My Mothers Bookshelf
- janeazuka
- Jul 29, 2020
- 2 min read
My mother's bookshelf is color coded; hues of colors perfectly falling one into another, children's storybooks next to radical black feminists; my yearbooks sit aligned with Harry Potter. The system of organization suggests a rejection of the Dewey Decimal System which lays the structure for her work as a librarian. It is also an embrace of a higher organized self. My own bookshelf at home is color coded now and I cannot imagine it any other way. This bookshelf, access to knowledge, fantasy, truth, magic and history provided me with educational opportunity in ways I am just now beginning to truly understand.

The first time I did a privilege walk was in high school (where I was one of maybe four black girls in a class of 200). The intention of the exercise was to aid us in recognizing our privilege. The impact of the exercise was to make me realize my lack thereof.

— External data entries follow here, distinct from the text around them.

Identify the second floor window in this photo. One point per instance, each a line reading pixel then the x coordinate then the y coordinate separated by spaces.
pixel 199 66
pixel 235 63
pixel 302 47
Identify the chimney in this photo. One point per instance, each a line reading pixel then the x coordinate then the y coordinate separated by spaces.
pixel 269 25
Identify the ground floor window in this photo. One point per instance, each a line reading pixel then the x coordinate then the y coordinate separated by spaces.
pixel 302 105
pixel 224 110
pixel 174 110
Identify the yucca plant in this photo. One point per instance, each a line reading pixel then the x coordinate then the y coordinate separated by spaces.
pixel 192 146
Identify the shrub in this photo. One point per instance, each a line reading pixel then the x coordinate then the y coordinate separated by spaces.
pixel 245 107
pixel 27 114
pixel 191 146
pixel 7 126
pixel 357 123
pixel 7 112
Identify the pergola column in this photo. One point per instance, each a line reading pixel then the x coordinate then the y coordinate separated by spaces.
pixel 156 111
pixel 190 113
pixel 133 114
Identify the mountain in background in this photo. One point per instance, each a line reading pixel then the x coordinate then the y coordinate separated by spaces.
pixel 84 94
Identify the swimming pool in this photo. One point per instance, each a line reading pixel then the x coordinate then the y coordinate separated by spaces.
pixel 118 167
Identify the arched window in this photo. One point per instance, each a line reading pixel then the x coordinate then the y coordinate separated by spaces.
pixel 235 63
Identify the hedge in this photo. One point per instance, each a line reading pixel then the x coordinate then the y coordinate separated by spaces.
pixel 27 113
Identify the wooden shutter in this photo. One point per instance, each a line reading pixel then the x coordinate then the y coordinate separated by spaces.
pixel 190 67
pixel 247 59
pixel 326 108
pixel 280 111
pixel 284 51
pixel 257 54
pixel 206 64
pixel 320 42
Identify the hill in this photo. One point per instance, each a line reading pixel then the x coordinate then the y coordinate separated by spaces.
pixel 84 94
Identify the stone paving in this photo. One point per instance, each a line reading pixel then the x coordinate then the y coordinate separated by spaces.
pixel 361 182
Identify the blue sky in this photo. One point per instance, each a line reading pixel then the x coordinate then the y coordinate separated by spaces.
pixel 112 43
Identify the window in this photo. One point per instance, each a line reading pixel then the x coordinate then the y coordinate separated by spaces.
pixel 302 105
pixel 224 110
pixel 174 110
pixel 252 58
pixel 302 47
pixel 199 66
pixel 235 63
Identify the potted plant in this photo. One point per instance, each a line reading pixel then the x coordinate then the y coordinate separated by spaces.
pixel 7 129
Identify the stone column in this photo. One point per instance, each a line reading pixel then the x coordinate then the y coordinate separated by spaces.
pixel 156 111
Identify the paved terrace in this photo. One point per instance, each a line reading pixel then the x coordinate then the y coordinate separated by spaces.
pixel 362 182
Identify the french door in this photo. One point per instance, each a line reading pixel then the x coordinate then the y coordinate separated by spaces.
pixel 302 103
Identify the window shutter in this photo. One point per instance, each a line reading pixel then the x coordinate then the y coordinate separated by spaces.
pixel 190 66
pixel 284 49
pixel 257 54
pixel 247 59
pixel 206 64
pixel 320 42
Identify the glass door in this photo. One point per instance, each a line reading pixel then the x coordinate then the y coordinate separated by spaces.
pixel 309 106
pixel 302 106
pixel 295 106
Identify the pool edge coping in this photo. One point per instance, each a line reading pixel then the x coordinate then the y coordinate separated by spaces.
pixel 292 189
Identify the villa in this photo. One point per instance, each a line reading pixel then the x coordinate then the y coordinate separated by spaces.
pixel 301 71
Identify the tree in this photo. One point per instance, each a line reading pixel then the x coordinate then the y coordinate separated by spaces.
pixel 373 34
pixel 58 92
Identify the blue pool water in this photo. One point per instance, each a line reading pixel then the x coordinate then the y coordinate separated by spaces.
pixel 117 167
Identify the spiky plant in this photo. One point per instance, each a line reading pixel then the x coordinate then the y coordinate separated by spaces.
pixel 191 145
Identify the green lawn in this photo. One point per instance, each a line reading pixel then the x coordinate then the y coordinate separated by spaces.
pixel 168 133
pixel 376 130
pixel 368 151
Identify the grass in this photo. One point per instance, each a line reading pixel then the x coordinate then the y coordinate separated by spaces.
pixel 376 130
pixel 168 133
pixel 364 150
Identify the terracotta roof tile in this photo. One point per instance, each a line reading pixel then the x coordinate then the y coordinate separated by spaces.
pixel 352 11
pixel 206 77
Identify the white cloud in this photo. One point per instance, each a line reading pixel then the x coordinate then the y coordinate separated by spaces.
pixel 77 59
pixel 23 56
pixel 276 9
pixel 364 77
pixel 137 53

I remember being feet behind the rest of my classmates as they stepped forward at almost every question, while me and a Southeast Asian girl stood in the realization of our positionality. Together we stood in the reality that we were not strides ahead, but feet behind the rest, all because of “Take a step forward if your parents are together” or “Take a step forward if there is always food in your fridge” and “Take a step forward if you are white.” So far behind our peers for statements that felt like sheer luck and circumstance. So far behind that the placement almost felt intentional, that we belonged in the back. Then the teacher, coincidentally one of my favorite teachers, a guide and mentor for me in that year and for years to come, asked a question I could pridefully take a giant leap ahead for “Take a step forward if you have more than twenty books in your house”.